Report alleges Freedom 250 directed public funds to Trump allies

Rep. Jared Huffman of California, the ranking Democrat on the House Natural Resources Committee, told NPR that the report—titled “From Vanity to Insanity: How the White House Cheated the American People out of their 250th Birthday”—was months in the making. It is based on interviews with unnamed whistleblowers, sworn congressional testimony, internal Freedom 250 documents, and other written responses.

“We put it all together to really tell the story … of how Donald Trump hijacked what should have been a unifying national celebration and repurposed it for his own interests,” Huffman said in an interview. “This was a team of operatives using the Freedom 250 shell company, but it was also Donald Trump himself telling them what to do.”

The report describes Freedom 250, created via executive order in 2025 as an LLC under the National Park Foundation—the nonprofit arm of the National Park Service—as “a shadow organization capable of infiltrating the celebrations and injecting America’s 250th with Trump’s extreme, partisan agenda.” The foundation’s board now includes a number of Trump loyalists, including Chris LaCivita, a senior adviser on his 2024 campaign.

Freedom 250 is the entity behind some of the summer’s highest-profile anniversary events, including a UFC fight outside the White House in June, a state fair on the National Mall, a July Fourth fireworks show opening with a Trump rally, and the “Patriot Games” high school athletic competition scheduled for August. Several of those events, including the state fair and a prayer gathering on the Mall, have drawn criticism for what critics describe as a sanitized presentation of history and an overtly Christian bent.

“Once you siphon off the funds and supplant the real bipartisan commission with this new entity and you declare it the main platform for our nation’s celebration, and you award all these shady contracts to your friends, you can do anything you want,” Huffman said. “And what these folks chose to do was to push a very divisive, very extreme and explicitly sectarian religious agenda into all these materials in our name, using our taxpayer dollars.”

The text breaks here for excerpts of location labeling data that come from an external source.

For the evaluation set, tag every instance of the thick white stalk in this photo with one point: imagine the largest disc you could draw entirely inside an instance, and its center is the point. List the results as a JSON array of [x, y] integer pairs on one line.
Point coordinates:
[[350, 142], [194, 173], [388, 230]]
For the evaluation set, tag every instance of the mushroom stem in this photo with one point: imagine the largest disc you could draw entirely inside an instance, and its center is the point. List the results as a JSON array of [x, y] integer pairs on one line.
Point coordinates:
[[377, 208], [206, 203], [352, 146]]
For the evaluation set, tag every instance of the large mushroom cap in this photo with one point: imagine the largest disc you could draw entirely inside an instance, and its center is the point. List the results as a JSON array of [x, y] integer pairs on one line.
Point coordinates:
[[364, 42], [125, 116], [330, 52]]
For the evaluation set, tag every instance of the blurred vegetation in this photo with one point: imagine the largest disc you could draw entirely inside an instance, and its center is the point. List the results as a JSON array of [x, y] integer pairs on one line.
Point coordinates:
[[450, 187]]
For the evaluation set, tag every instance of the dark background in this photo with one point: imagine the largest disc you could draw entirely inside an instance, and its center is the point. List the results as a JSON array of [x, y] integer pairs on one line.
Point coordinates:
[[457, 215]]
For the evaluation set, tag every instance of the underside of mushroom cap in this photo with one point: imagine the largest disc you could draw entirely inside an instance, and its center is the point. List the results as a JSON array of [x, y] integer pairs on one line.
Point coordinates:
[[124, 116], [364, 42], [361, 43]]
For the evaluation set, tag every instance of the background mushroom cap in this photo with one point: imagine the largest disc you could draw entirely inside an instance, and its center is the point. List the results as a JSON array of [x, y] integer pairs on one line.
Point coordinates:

The report alleges that donors who intended to support the congressionally chartered, bipartisan America250 commission were instead given banking information for Freedom 250, a practice the report says could constitute wire fraud. It says Congress allocated $150 million in federal funds last year to the Interior Department for anniversary events, with Democrats saying there was an “understanding” that $100 million of that would go to America250. The report says America250 has only received $25 million, citing unnamed sources.

Freedom 250 spokesperson Danielle Alvarez denied those claims, saying in a statement that “every major sponsor received documentation identifying Freedom 250 as the recipient’s organization before funds were transferred, and donors were free to decline.” The entity also said that no federal funds were “specifically earmarked for one entity over the other,” calling allegations that funds were diverted “baseless.”

The White House referred a request for comment to Freedom 250, which told NPR it does not speak for the White House. Secretary of the Interior Doug Burgum, who serves as ex officio director of the National Park Foundation’s board, testified before Congress in May that he was “not aware of the final decision maker on Freedom 250,” but told CNN the organization is “run out of the White House.”

Alan Zibel, a researcher with the nonprofit Public Citizen, called the donor-confusion allegations “very troubling.” He said House Democrats, even without subpoena power, have laid the groundwork for further investigation. “They’ve given House Democrats, should they take the majority next year, months and months of investigative work to do,” he said. “And there are some pretty rich target opportunities.”

Toni Aguilar Rosenthal, a program director at the Revolving Door Project, co-authored a separate report on Freedom 250’s contracts. She said that of more than $120 million in public funds directed toward the anniversary, over $100 million has gone to projects and entities with ties to the Trump administration. Some of those contracts, she said, have gone to Event Strategies Inc., the firm that helped organize Trump’s Jan. 6, 2021 rally near the U.S. Capitol.

“There is little visibility into the origins and destinations of donations in general,” Aguilar Rosenthal said. She said the funds could, in the worst case, be operating as “a slush fund” for the administration and its allies.

The report also raised questions about potential foreign influence, noting that Freedom 250 CEO Keith Krach, a former Trump administration official, appeared to solicit international participation at the World Economic Forum in Davos earlier this year, offering “toolkits for countries.” Alvarez said Freedom 250 does not accept foreign donations.

Huffman said his investigation will continue, especially if Democrats reclaim the House in the fall midterm elections, at which point he did not rule out subpoenas or criminal referrals.

“We may not be able to undo the damage they’ve done to us and the national celebration,” Huffman said. “But we can do something very patriotic by reminding everyone that our government belongs to all of us, not to Donald Trump.”